Steroids – especially if previous therapy has been beneficial e.g. for COPD.
Typical doses are:
- 30mg prednisolone (or 4mg dexamethasone) per day for exacerbations;
- 2.5mg-10mg prednisolone per day for maintenance (not normally recommended because of long term side effects – see Chapter: Corticosteroids and consider osteoporosis prophylaxis).
- May be worth considering as a therapeutic trial in patients with lymphangitis (typically dexamethasone 16mg per day).
- High dose dexamethasone (20mg-40mg daily) can also be used to relieve stridor due to malignant upper airway obstruction .
- May be useful for those patients with marked anxiety/panic attacks associated with episodes of breathlessness
- Less evidence for efficacy vs opioids in relieving breathlessness
- e.g. Lorazepam (scored 1mg blue tablet – Genus brand) 0.5mg sublingual 4–6 hourly P.R.N. or Diazepam 2mg–5 mg o.n. regularly for patients with ongoing debilitating anxiety
- Can relieve the sensation of breathlessness, this is of most benefit for breathlessness at rest rather than on exertion
- More evidence of efficacy vs benzodiazepines in relieving breathlessness
- Give as a therapeutic trial – monitor benefits and side effects. Titrate up slowly if required
- Long acting opioids may be considered for some patients with continuous breathlessness who gain relief from regular immediate release preparations
- Alternative opioids may be considered in some patients who cannot tolerate morphine (seek specialist palliative care advice)
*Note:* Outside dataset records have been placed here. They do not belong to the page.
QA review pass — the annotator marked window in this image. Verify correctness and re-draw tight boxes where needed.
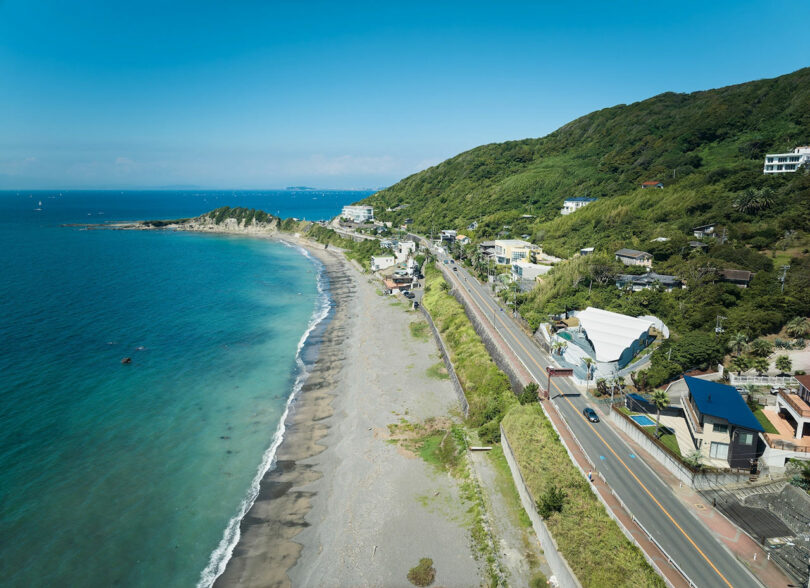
[709,441,728,459]
[737,433,754,445]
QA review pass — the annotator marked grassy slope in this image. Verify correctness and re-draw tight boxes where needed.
[422,265,517,427]
[503,404,664,587]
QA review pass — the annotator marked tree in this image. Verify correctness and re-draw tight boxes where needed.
[731,355,751,376]
[785,316,810,339]
[774,355,793,374]
[728,331,748,355]
[652,390,669,431]
[734,187,774,213]
[582,357,595,392]
[751,339,773,357]
[751,357,771,376]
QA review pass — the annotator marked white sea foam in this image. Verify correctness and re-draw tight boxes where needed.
[197,241,332,588]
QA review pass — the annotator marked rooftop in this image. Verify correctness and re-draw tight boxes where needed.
[616,249,652,257]
[683,376,765,433]
[617,272,681,286]
[576,306,653,361]
[494,239,534,247]
[717,269,754,282]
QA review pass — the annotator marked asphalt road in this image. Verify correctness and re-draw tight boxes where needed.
[440,255,762,588]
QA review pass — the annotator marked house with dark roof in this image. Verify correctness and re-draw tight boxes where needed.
[560,196,596,214]
[616,272,683,292]
[616,249,652,267]
[692,223,717,239]
[681,376,765,469]
[717,269,754,288]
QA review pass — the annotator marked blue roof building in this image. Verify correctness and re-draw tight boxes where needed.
[683,376,765,470]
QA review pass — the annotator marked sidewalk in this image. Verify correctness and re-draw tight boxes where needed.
[605,408,795,588]
[443,272,688,588]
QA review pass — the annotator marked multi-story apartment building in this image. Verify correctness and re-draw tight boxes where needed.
[762,147,810,174]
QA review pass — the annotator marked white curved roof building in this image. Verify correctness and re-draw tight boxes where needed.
[576,306,655,367]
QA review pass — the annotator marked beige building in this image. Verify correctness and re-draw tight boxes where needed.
[493,239,540,265]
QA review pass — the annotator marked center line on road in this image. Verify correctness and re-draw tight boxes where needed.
[448,268,733,588]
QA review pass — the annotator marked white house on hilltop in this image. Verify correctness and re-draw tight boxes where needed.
[762,147,810,174]
[340,205,374,223]
[560,196,596,215]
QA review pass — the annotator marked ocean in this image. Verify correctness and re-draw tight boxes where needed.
[0,191,368,587]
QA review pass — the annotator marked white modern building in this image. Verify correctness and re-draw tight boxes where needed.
[371,255,396,272]
[560,196,596,214]
[762,147,810,174]
[512,261,552,281]
[340,205,374,223]
[494,239,539,265]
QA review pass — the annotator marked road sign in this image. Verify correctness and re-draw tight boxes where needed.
[546,366,574,377]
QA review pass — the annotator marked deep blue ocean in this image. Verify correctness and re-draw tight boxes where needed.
[0,191,367,587]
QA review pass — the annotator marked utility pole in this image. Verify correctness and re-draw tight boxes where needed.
[779,265,790,294]
[714,314,726,337]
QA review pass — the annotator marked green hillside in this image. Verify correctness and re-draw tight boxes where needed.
[364,68,810,384]
[364,68,810,254]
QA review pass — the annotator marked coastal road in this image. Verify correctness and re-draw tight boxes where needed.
[439,253,762,588]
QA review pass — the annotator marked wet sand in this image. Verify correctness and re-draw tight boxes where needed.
[215,237,481,587]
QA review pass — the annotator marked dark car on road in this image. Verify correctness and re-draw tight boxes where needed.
[582,406,599,423]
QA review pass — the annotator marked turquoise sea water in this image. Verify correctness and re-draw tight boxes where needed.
[0,192,363,586]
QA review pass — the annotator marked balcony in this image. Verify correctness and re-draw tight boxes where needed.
[681,396,703,434]
[779,390,810,419]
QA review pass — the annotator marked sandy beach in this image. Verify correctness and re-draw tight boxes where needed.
[216,237,482,586]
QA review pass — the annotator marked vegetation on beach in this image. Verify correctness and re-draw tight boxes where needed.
[503,403,665,587]
[422,264,517,443]
[408,557,436,586]
[408,321,430,341]
[388,419,503,586]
Prescribing for Opioid-naïve patients:
- Explain to the patient that morphine may be useful to relieve the sensation of breathlessness
- For patients with breathlessness due to cancer prescribe immediate release oral morphine (e.g. Oramorph®) 2.5mg–5mg po P.R.N., then regularly 4-6 hourly if beneficial
Prescribing for patients on opioids for pain currently:
- Explain to the patient that morphine may also be useful to relieve the sensation of breathlessness
- Some patients may find a lower opioid dose than their current breakthrough analgesic dose sufficient for breathlessness, e.g. 25-50% of the current P.R.N. breakthrough analgesic dose; others may require 100%
Lower doses of morphine
(e.g. Oral Morphine IR liquid 1mg-2mg po P.R.N.) may be more appropriate in the following patients:
- Severe lung disease
- Heart failure
- Renal or hepatic impairment
A low-dose and slow titration is recommended for patients with COPD and significant breathlessness despite usual treatments. Start with morphine (e.g.Oral Morphine IR liquid 1mg po bd, increasing to 1mg po qds over one week. Thereafter increase dose gradually each week until satisfactory relief obtained.